SUGender’da büyük bir keyif alarak dahil olduğum bir başka proje de Cins Adımlar oldu. 2014 yılından beri yine SUGender bünyesinde devam eden Cins Adımlar projesi bir feminist hafıza yürüyüşü projesi ve İstanbul’u feminist ve toplumsal cinsiyet odaklı bir mercekle adımlamak, böylece şehrin başka türlü belki de göz ardı edilebilecek hikayelerinin peşinden gitmek amacını taşıyor. İstiklal Caddesi üzerindeki MEŞHER’de 2021’in sonlarına doğru açılan “Sanatçı Kadınların Yüzyılı” sergisi ile birlikte Cins Adımlar da “Sanatçı Kadınların İzinde Beyoğlu” isimli bir yürüyüş rotası hazırladı. Ben de bu rotada hikaye anlatıcısı oldum ve Ermeni bir kadın stüdyo fotoğrafçısı olan Maryam Şahinyan hakkında oluşturduğum hikayeyi, stüdyosunun bir zamanlar bulunduğu Galatasaray Meydanı’nda katılımcılarla paylaştım. Bu süreç benim için oldukça keyifliydi. Zira yüksek lisans tezimi de Maryam Şahinyan üzerine yazdım ve bu iki süreç birbirinden karşılıklı olarak beslenmiş oldu. Tezimde genel hatlarıyla Maryam Şahinyan’ın ve stüdyo fotoğraf arşivindeki fotoğrafların günümüzde ne şekillerde dolaşıma girdiği, kimlerce ne şekillerde anlamlandırıldığı ve ne tür hatırlama pratiklerine vesile olduklarına odaklandım. Bu hatırlayış biçimlerinin toplumsal cinsiyet ve kimlik gibi konularla ilişkisini ele aldım.

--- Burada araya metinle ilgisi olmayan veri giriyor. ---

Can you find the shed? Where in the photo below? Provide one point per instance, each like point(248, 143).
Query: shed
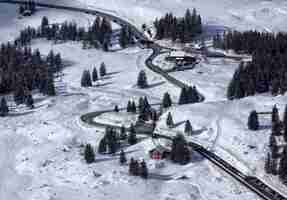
point(159, 153)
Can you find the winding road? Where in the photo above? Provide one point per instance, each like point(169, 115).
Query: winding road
point(252, 183)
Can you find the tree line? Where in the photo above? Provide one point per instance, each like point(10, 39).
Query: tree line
point(23, 70)
point(266, 72)
point(28, 8)
point(276, 161)
point(98, 35)
point(184, 29)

-Toronto Üniversitesindeki Kadın ve Toplumsal Cinsiyet Çalışmaları programına kabul aldınız. Bize biraz başvuru ve kabul sürecinizi anlatabilir misiniz? Ayrıca bu programda hangi konularda çalışmalar yapacaksınız?

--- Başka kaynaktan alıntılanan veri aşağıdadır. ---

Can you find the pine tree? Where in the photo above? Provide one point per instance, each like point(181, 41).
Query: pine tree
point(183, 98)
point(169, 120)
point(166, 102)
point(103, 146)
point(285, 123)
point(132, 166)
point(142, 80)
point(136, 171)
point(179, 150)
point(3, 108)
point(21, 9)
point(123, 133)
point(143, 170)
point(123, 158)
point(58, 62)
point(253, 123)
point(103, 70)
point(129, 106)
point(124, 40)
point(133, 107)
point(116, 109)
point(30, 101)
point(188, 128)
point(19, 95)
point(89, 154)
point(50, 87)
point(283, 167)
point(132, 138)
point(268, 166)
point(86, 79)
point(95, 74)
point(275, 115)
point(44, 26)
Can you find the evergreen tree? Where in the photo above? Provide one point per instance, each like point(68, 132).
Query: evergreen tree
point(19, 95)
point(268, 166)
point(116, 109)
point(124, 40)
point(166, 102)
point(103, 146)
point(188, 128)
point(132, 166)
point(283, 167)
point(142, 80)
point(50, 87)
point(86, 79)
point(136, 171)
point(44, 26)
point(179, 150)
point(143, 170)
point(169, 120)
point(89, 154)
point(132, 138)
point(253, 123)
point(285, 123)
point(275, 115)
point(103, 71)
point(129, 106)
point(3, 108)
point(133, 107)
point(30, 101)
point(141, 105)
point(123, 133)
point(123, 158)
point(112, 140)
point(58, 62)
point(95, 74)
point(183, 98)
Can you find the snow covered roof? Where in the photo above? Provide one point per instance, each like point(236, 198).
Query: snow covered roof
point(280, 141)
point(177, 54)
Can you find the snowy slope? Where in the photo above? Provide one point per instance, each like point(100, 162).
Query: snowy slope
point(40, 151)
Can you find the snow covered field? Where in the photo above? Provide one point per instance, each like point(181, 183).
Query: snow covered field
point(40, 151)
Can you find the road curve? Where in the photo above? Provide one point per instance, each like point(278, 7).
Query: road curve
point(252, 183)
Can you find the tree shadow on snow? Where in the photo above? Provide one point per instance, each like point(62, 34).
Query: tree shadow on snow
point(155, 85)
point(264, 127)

Sabancı Üniversitesi’ndeki yüksek lisans eğitimimin ilk yılının ardından, doktora için başvurmak istediğim programların da pandeminin ilk zamanlarından sonra yeniden öğrenci kabul etmeye başlamasıyla birlikte bu sürece girmeye karar verdim. Bu başvurular için kafamda belli bir konu ve özellikle başvurmayı düşündüğüm bazı okullar vardı fakat tabii bu süreçte Sabancı Üniversitesi’ndeki hocalarımdan aldığım geri dönüşler ve öneriler de çok değerli ve yol gösterici oldu. Burada özellikle tez danışmanım Hülya Adak’ın ve yine Kültürel Çalışmalar programından Ayşe Gül Altınay’ın isimlerini anmak isterim bu süreçteki yardımları için. Ben Amerika ve Kanada’daki okullara başvurdum ve bu ülkelerdeki okulların başvuru süreçleri genellikle programlarına başlamak istediğiniz zamandan bir sene öncesinden itibaren başladığı için başvuru oldukça uzun bir süreç oluyor. Bu süreçte gitmek istediğim okullarda birlikte çalışabileceğim hocalardan da görüşlerini alarak başvurularımı buna göre şekillendirip son hallerini verdim. Bu senenin Şubat-Mart aylarında okullardan başvurularıma cevaplar gelmeye başladı ve Toronto Üniversitesi’nin Kadın ve Toplumsal Cinsiyet Çalışmaları bölümü ile New York Üniversitesi’nin Orta Doğu ve İslam Çalışmaları bölümünün Kültürel Çalışmalar programından kabul aldığımı öğrendim. Çalışmak istediğim konu için Toronto Üniversitesi’nin daha doğru bir seçenek olduğuna karar verince, oradan gelen teklifi kabul ettim. Doktora eğitimim sırasında Türkiye’de queer toplulukların ve siyasetin yaratıcılıkla kurduğu ilişkiye, toplumsal ve politik alternatifleri ne şekillerde kurguladıkları ve tasavvur ettiklerine ve özellikle de queer bir mizahın bu süreçlerdeki rolüne odaklanmayı hedefliyorum.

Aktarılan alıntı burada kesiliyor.